I think i joined for the Flags on the 48 event as well.  At the time of the split, I had an equal amount of posts on both sites.   I've met some great people through this board though over the years and commend Greg for keeping the nonsense that drove me from the AMC boards down.  The Mountains and Molehills board was so bad at times but it was good for a laugh now and then.


----------



## ChileMass (Apr 13, 2005)

With all due respect to VFTT, I joined AZ because VFTT was just too damned serious all the time and it bummed me out.  AZers seemed to be having more fun, and were able to disagree respectfully without resorting to flames, swearing and name-calling.  I am psyched to be part of a community that allows me to indulge 2 of my favorite pastimes - skiing and hiking. 

Personally, I've never met a bad person in the woods, winter or summer.


----------



## riverc0il (Apr 13, 2005)

> I'm kind of surprised that no one has fessed up to joining for the tickets!


us old timers joined AZ before there were give aways!


----------



## Greg (Apr 13, 2005)

riverc0il said:
			
		

> > I'm kind of surprised that no one has fessed up to joining for the tickets!
> 
> 
> us old timers joined AZ before there were give aways!
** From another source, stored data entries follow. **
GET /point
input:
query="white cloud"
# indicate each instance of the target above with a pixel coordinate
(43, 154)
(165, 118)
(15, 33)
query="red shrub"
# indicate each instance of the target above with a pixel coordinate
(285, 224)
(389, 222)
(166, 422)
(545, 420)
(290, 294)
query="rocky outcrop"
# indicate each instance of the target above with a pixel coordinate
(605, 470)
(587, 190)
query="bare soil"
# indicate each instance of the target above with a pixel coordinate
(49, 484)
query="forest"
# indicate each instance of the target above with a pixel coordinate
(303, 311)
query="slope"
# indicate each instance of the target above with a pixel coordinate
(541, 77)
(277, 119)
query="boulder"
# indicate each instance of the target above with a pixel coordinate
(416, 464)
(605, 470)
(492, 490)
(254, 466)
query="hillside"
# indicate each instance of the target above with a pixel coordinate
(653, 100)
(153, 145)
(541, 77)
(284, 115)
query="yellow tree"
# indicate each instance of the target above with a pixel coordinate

Actually Steve, I've been giving stuff away to site visitors since 1999:

http://www.alpinezone.com/contest/winners.htm

And yes, before anyone comments, I did once give away a lobster dinner...    :lol:


----------



## billski (Apr 16, 2005)

*Other*

I joined for the free food.


I was wrong.    :wink:


----------



## severine (Apr 17, 2005)

*Re: Other*



			
				billski said:
			
		

> I joined for the free food.
> 
> 
> I was wrong.    :wink:


 
 :lol: Guess you had to be here when lobster dinners were given out!


----------



## Mike P. (Apr 20, 2005)

To help share hiking info & hep keep an area without the Flames that ultimately devoured M&M on AMC's site.
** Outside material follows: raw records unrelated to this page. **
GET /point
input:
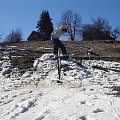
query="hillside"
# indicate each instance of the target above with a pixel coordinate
(108, 50)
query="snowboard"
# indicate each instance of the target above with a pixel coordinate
(62, 57)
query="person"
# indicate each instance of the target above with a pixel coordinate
(92, 52)
(55, 35)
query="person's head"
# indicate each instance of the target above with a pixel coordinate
(64, 30)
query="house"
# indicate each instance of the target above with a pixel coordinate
(35, 36)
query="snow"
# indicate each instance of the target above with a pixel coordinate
(83, 93)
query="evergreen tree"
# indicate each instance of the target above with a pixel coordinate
(44, 25)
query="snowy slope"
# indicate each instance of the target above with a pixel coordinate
(83, 93)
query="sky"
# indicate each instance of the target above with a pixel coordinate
(24, 14)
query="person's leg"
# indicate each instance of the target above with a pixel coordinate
(55, 45)
(62, 47)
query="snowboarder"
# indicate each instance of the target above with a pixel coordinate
(92, 52)
(56, 42)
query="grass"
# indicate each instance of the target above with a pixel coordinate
(107, 49)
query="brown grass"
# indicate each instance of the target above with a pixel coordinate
(108, 50)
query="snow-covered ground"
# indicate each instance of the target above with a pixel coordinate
(83, 93)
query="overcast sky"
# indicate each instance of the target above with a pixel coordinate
(24, 14)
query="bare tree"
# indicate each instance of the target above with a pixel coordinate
(73, 21)
(101, 24)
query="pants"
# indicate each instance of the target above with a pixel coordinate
(58, 44)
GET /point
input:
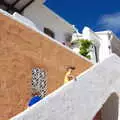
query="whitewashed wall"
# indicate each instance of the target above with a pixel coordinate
(44, 17)
(104, 50)
(81, 99)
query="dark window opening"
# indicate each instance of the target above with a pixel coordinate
(49, 32)
(12, 6)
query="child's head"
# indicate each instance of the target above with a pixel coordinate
(70, 68)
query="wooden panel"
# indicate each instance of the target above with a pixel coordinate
(22, 49)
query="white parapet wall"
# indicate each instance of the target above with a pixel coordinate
(81, 99)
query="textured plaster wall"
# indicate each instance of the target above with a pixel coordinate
(44, 17)
(81, 99)
(22, 49)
Chicks,  now lets not go down that slippery slope, while on Isolation last year I was so worried about talking to a young woman (under than 42 at the time) & giving her a signal that I was hitting on her that I instead probably came off as being rude)
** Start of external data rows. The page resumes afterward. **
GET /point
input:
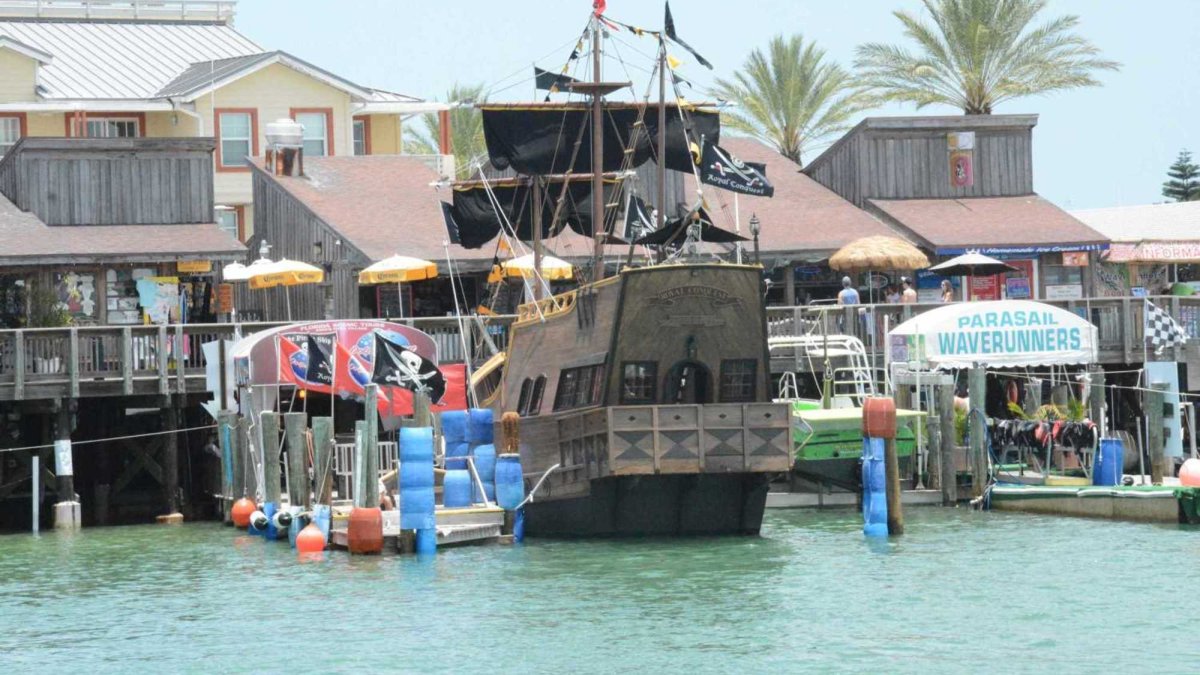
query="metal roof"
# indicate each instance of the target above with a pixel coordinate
(121, 60)
(1146, 222)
If I get close to anyone (female or male for that matter) on the trail it's because they are passing me or hogging a limted view.


----------



## Skimaine4ever (Apr 21, 2005)

Bob R said:
			
		

> I was over on the Killington board talking about Loon. They love that.    Greg wanted some picures of the new lift.  He never got them, but I came over.



Ha, that kinda sound like me on the SR board, except I'm talking about Squaw.  On here I can talk about all mountains and not be annoying, so that is good.


----------



## Greg (Nov 3, 2005)

Some new members lately so I'm gonna bump this...


----------



## andyzee (Nov 3, 2005)

I joined because of the initials, one day I was lurking, read a message I thought was directed at me and signed up to respond.


----------



## Jaytrek57 (Nov 3, 2005)

I lost a bet!   

 :wink:


----------



## Brettski (Nov 3, 2005)

*Re: Other*



			
				severine said:
			
		

> billski said:
> 
> 
> 
> ...



I joined because of your handle...how's 2:30 tomorrow


----------



## bvibert (Nov 3, 2005)

*Re: Other*



			
				Brettski said:
			
		

> severine said:
> 
> 
> 
> ...



Watch it!  Thats my wife you're talking too... I get first dibs!


----------



## tirolerpeter (Nov 3, 2005)

*Why Join AlpineZone?*

The first choice is my general answer, but I do hope to meet some new people from my area (Long Island) that might want to share some trips north.


----------



## highpeaksdrifter (Nov 3, 2005)

The RSN forums closed and I needed a new place. Lucky for me I found this one.


----------



## mergs (Nov 3, 2005)

what free lift tickets  :-?


----------



## andyzee (Nov 3, 2005)

For the free T Shirt


----------



## ga2ski (Nov 3, 2005)

BobR forced me into signing up.


----------



## Vortex (Nov 3, 2005)

Ga2ski pretty close to correct.  Thaller1 and Kickstand gave up also. lol


----------



## severine (Nov 3, 2005)

*Re: Other*



			
				Brettski said:
			
		

> severine said:
> 
> 
> 
> ...



Shhhh!  That's supposed to be a secret!  :wink:


----------



## Brettski (Nov 7, 2005)

*Re: Other*



			
				severine said:
			
		

> Brettski said:
> 
> 
> 
> ...



I need to learn to be more quiet...and I need to order a movie from amazon....


----------